Perlu Regulasi Teknis guna Atasi Sengkarut Pemilihan Penjabat Kepala Daerah
Penjabat Bupati Banggai Kepulauan Dahri Saleh mundur setelah dilantik. Ini menambah banyak problem dalam penunjukan penjabat kepala daerah. Sejumlah LSM pun mengadukan dugaan malaadministrasi ke Ombudsman RI.
Oleh
PRAYOGI DWI SULISTYO, VIDELIS JEMALI
·5 menit baca
JAKARTA, KOMPAS — Pemerintah didorong segera membuat regulasi teknis untuk mencegah sengkarut dalam proses pengangkatan penjabat kepala daerah. Setelah muncul polemik gubernur menolak melantik penjabat bupati/wali kota dan penunjukan anggota TNI aktif sebagai penjabat, kali ini Penjabat Bupati Banggai Kepulauan, Sulawesi Tengah, mundur setelah dilantik.

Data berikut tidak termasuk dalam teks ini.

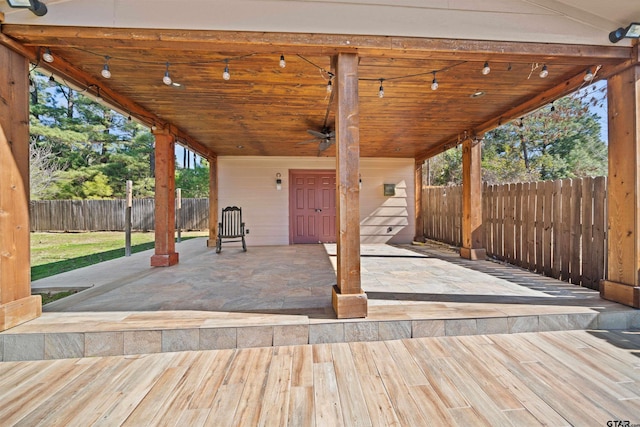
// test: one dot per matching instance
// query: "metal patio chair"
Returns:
(231, 228)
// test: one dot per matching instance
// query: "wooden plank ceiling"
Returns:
(265, 110)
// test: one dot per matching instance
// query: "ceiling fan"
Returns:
(325, 136)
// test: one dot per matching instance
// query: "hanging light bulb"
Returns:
(225, 74)
(588, 75)
(544, 72)
(485, 68)
(106, 73)
(167, 78)
(47, 56)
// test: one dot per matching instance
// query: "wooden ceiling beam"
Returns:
(80, 80)
(313, 44)
(530, 105)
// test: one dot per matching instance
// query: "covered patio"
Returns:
(385, 85)
(275, 296)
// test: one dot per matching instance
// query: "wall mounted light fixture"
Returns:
(632, 31)
(38, 8)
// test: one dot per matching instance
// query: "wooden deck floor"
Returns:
(553, 378)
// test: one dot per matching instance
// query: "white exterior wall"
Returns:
(250, 183)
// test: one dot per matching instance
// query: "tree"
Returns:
(557, 141)
(94, 149)
(43, 170)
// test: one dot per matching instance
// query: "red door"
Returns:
(313, 206)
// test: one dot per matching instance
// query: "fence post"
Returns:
(179, 212)
(127, 219)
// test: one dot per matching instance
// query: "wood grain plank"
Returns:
(275, 399)
(199, 365)
(204, 395)
(576, 244)
(248, 412)
(53, 381)
(565, 229)
(422, 352)
(553, 386)
(378, 402)
(134, 383)
(406, 410)
(591, 383)
(485, 349)
(301, 406)
(600, 234)
(352, 401)
(328, 410)
(556, 236)
(518, 225)
(588, 279)
(155, 399)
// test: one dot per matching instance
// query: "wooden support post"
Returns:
(348, 299)
(472, 229)
(622, 283)
(165, 212)
(127, 219)
(179, 213)
(213, 202)
(17, 305)
(419, 214)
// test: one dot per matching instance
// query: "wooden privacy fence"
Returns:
(555, 228)
(108, 215)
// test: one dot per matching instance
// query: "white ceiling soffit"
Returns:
(547, 21)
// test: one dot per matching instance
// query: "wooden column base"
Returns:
(620, 292)
(164, 260)
(473, 254)
(20, 311)
(349, 306)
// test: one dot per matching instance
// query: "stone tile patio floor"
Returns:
(282, 296)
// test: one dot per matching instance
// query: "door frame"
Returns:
(293, 172)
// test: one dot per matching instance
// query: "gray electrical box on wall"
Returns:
(389, 189)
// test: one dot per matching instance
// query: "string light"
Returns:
(544, 72)
(167, 78)
(106, 73)
(225, 74)
(588, 75)
(434, 83)
(47, 56)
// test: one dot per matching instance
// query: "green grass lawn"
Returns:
(55, 253)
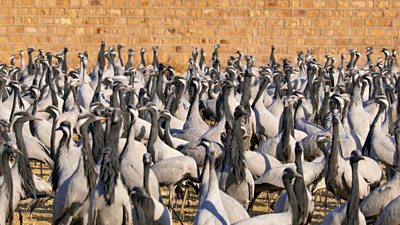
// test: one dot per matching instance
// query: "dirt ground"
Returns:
(42, 214)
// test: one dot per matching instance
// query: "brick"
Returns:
(30, 30)
(377, 32)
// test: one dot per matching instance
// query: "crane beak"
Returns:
(142, 109)
(297, 175)
(101, 118)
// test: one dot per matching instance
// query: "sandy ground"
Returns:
(42, 214)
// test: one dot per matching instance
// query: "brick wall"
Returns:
(328, 26)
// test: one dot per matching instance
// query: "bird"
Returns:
(211, 209)
(288, 217)
(376, 201)
(349, 213)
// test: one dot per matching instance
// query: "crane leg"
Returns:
(171, 195)
(326, 201)
(41, 170)
(182, 215)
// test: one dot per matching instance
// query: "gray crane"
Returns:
(375, 202)
(211, 210)
(288, 217)
(74, 205)
(349, 213)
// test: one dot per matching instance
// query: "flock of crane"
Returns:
(229, 131)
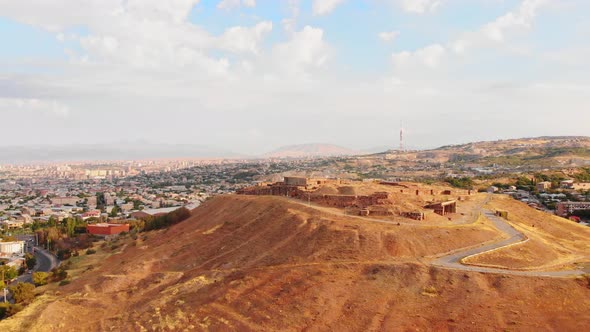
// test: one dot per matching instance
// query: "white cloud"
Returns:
(233, 4)
(242, 39)
(429, 56)
(493, 33)
(50, 107)
(521, 18)
(420, 6)
(388, 36)
(305, 50)
(323, 7)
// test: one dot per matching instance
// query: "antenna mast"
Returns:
(401, 137)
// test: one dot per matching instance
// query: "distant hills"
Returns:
(540, 151)
(543, 151)
(311, 150)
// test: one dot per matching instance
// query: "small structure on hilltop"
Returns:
(502, 214)
(104, 229)
(443, 208)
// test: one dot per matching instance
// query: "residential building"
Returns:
(565, 209)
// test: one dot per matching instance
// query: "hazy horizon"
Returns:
(252, 76)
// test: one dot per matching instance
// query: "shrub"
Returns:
(23, 292)
(40, 278)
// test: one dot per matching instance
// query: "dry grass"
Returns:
(553, 243)
(275, 265)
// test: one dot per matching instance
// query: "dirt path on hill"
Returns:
(453, 260)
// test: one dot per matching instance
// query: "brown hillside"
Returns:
(266, 263)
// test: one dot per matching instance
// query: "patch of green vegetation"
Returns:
(463, 183)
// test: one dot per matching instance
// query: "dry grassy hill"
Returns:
(267, 263)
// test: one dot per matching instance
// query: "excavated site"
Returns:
(333, 256)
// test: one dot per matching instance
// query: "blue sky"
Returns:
(241, 73)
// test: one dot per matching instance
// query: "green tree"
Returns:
(23, 292)
(70, 226)
(115, 212)
(31, 261)
(8, 272)
(40, 278)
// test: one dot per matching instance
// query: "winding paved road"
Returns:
(453, 260)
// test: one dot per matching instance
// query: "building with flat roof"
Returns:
(104, 229)
(543, 186)
(12, 248)
(565, 209)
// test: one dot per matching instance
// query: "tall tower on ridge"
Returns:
(401, 137)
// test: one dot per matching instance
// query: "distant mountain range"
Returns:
(541, 150)
(311, 150)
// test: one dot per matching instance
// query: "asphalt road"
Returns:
(453, 261)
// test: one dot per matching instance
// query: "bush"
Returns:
(23, 292)
(8, 309)
(40, 278)
(64, 254)
(31, 261)
(58, 274)
(167, 220)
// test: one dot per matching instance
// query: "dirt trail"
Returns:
(454, 260)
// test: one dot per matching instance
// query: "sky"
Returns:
(250, 76)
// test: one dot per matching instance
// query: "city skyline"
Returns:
(251, 76)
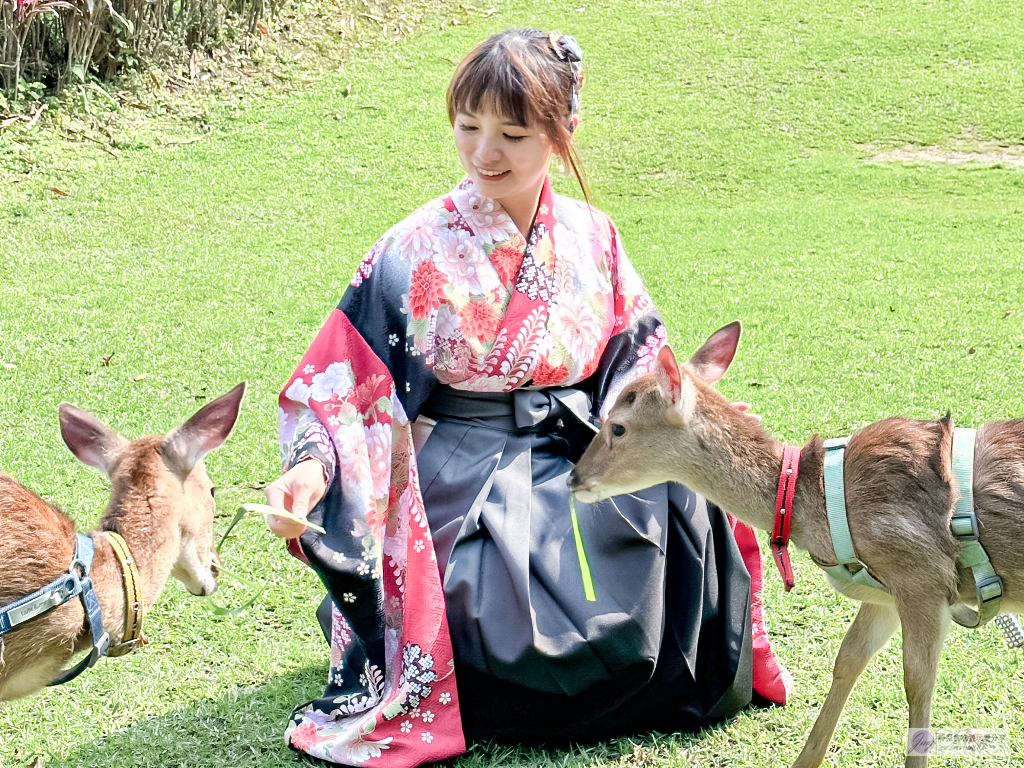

Tenaga Ahli Komunikasi Publik Gubernur Sulteng Andono Wibisono, Jumat (3/6/2022), menyampaikan, pada 18 April 2022, Gubernur Sulawesi Tengah Rusdy Mastura mengusulkan tiga nama ASN untuk menjadi penjabat bupati Bangkep, yakni Ihsan Basir, Dahri Saleh, dan Rusly M.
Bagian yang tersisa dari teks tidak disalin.